The 5G network is scheduled to go live in Germany starting in 2020. The coverage obligations imposed on network operators are tough: by the end of 2022, 98 percent of households as well as major highways and busy railway lines must have access to fast mobile communications, though not necessarily with 5G – the Federal Network Agency does not explicitly state that 5G technology should be used here. Furthermore, the frequencies recently auctioned have a high data transfer rate but a short range.
Operators will therefore have no option but to expand their networks in less-populated areas using 4G rather than 5G.
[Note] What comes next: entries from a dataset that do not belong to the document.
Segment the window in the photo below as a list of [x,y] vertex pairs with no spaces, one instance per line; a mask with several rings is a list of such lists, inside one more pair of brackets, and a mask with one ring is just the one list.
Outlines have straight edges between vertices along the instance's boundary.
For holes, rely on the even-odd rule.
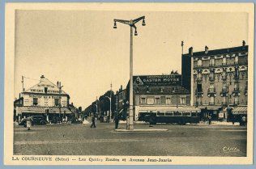
[[58,106],[59,104],[59,99],[54,99],[54,105]]
[[165,112],[165,116],[173,116],[173,112]]
[[235,104],[239,104],[239,96],[236,95],[234,99],[235,99]]
[[140,103],[141,104],[146,104],[146,98],[141,98]]
[[209,92],[211,93],[215,92],[214,84],[210,84]]
[[45,87],[45,93],[47,93],[48,87]]
[[235,63],[238,63],[238,56],[235,57]]
[[201,67],[201,66],[202,66],[202,60],[201,60],[201,59],[199,59],[199,60],[198,61],[198,67]]
[[210,97],[210,105],[213,105],[214,104],[214,96],[211,96]]
[[156,98],[156,104],[160,104],[160,98]]
[[238,91],[239,90],[239,83],[238,82],[235,82],[234,89],[235,89],[235,91]]
[[181,98],[181,104],[186,104],[186,97]]
[[210,80],[214,80],[215,79],[215,74],[214,74],[213,71],[211,71],[210,73],[209,78],[210,78]]
[[222,59],[222,65],[227,65],[227,58],[225,57],[224,57]]
[[171,104],[171,98],[166,98],[166,104]]
[[38,99],[37,98],[33,98],[33,105],[36,106],[38,104]]
[[202,92],[202,84],[197,84],[197,92]]
[[227,92],[228,87],[227,87],[227,82],[223,82],[222,84],[222,91]]
[[210,65],[215,65],[214,58],[211,58],[210,59]]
For this reason, network operators will (have to) implement the network expansion in the area with 4G rather than 5G. “5G is a revolution”, Mike Cansfield, analyst of the International Data Corporation on heise.de is quoted as saying: “and it’s happening now.” Only not here, in Germany, but in the USA and parts of Asia. There, network operators are already rolling out 5G technology. In South Korea, for example, the first 5G smartphone is already on the market and the corresponding mobile phone network has been in operation for a long time. And it is already in widespread use. Many EU member states have also been dabbling in frequency allocation, many are not even as far away as Germany. “Europe’s problem is harmonisation,” said Afke Schaart, European head of the network operator association GSMA, in March at the Mobile World Congress in Barcelona. Only a small part of the spectrum planned for 5G has already been allocated by the EU member states – Germany is one of them – and in some countries there are other users sitting on the frequencies.